Jak podał serwis Money.pl, powołujący się na doniesienia agencji Reutera, w skarbcu JP Morgan Chase odnaleziono podrobione sztabki złota z nielegalnie wybitymi logotypami szwajcarskich mennic. Namierzony kruszec wyceniono na nie mniej niż 50 mln dolarów, a to nie pierwsze tego typu znalezisko.
Co najdziwniejsze, sztabki nie są typową fałszywką, tzn. pozłoconym metalem, ale jest to realny kruszec najwyższej próby. Sztabki posiadają jednak fałszywe logo i oznaczenia.
Takie sztabki, które prawdopodobnie pochodzą z nielegalnego wydobycia, mogą posłużyć do prania pieniędzy na szerszą skalę np. w celu pozyskania funduszy dla krajów objętych sankcjami gospodarczymi.

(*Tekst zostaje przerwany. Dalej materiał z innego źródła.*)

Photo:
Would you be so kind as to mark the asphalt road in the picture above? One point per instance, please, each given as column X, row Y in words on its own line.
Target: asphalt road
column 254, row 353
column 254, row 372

Odróżnienie sztabki z prawdziwego złota, ale z nielegalnymi oznaczeniami jest bardzo trudne, a koszt wprowadzenia ich na rynek wyższy niż w przypadku "tanich" fałszywek.
Jednym z powodów pojawiania się na rynku większych ilości nielegalnego złota jest stały jego wzrost w ostatnim czasie. W drugiej połowie sierpnia cena złota osiągnęła poziom 1550 dol. za uncję, czyli najwyższy od 2013 roku, historycznie najwyższy poziom to okolice 1900 dol.
Tymczasem historyczny rekord ceny złota padł już w Polsce, pułap 5 913,90 zł za uncję z września 2011 roku został pokonany 13 sierpnie. W czwartek płaci się już 6100 zł i nie wygląda, że to koniec marszu w górę złotego kruszcu. Analitycy rynkowi prognozują dalszy wzrost ceny. Wszystko przez niestabilną sytuację geopolityczną, na którą wpływ mają przede wszystkim amerykańsko-chińska wojna handlowa czy napięta sytuacja na Bliskim Wschodzie wokół relacji państw zachodnich z Iranem.
Wzrost ceny złota podbiły w ostatnim czasie także doniesienia wokół amerykańskiego banku centralnego (Fed), na którego w sprawie agresywnego cięcia stóp procentowych mocno naciska prezydent Donald Trump . Przy tych czynnikach inwestorzy to właśnie złocie, a nie innych aktywach, upatrują finansowej "bezpiecznej przystani".